Reddit has a new AI training deal to sell user content

L4sBot@lemmy.world · 2 years ago

Reddit has a new AI training deal to sell user content

Lmaydev@programming.dev · 2 years ago

I’d be very surprised if people weren’t already scraping Reddit for this.

NeatNit@discuss.tchncs.de · edit-2 2 years ago

it’s all but guaranteed. Reminds me of this Computerphile video: https://youtu.be/WO2X3oZEJOA?t=874 TL;DW: there were “glitch tokens” in GPT (and therefore ChatGPT) which undeniably came from Reddit usernames.

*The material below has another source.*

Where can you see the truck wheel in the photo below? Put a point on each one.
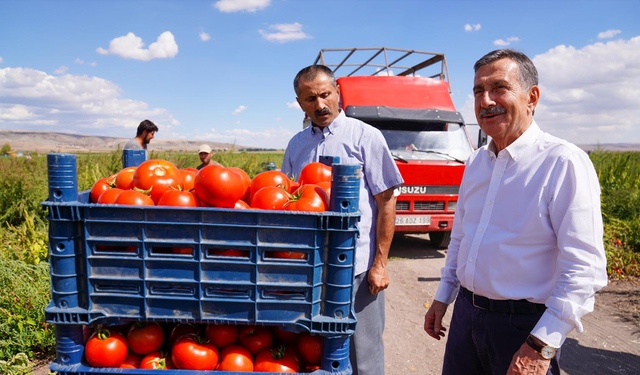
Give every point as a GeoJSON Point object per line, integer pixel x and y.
{"type": "Point", "coordinates": [440, 239]}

Note, there’s no proof that these reddit usernames were in the training data (and there’s even reasons to assume that they weren’t, watch the video for context) but there’s no doubt that OpenAI already had scraped reddit data at some point prior to training, probably mixed in with all the rest of their text data. I see no reason to assume they completely removed all reddit text before training. The video suggest reasons and evidence that they removed certain subreddits, not all of reddit.

PipedLinkBot@feddit.rocks · 2 years ago

Here is an alternative Piped link(s):

https://piped.video/WO2X3oZEJOA?t=874

Piped is a privacy-respecting open-source alternative frontend to YouTube.

I’m open-source; check me out at GitHub.

Verserk@lemmy.dbzer0.com · 2 years ago

That was the real reason for the API changes last year, apps just got caught in the crossfire.

fuckwit_mcbumcrumble@lemmy.world · 2 years ago

Yeah I thought that was pretty well the established conscientious on the thing. People questioning it confuses me honestly.

Lvxferre [he/him]@mander.xyz · edit-2 2 years ago

For anyone looking for a gibberish generator to replace their Reddit content with, here’s one. This shit is like poison for those large models.

For automatic edition I’m not sure on what people can use nowadays; back then just before the APIcalypse I’ve used power delete suite, I’m not sure if it still works and I’m not creating a Reddit account just to test it out.

greaprr@sh.itjust.works · 2 years ago

Not that I’m against telling Reddit to fuck off in no uncertain terms, but won’t providing this kind of poisoning to AI training just make it more resilient to exactly this kind of thing?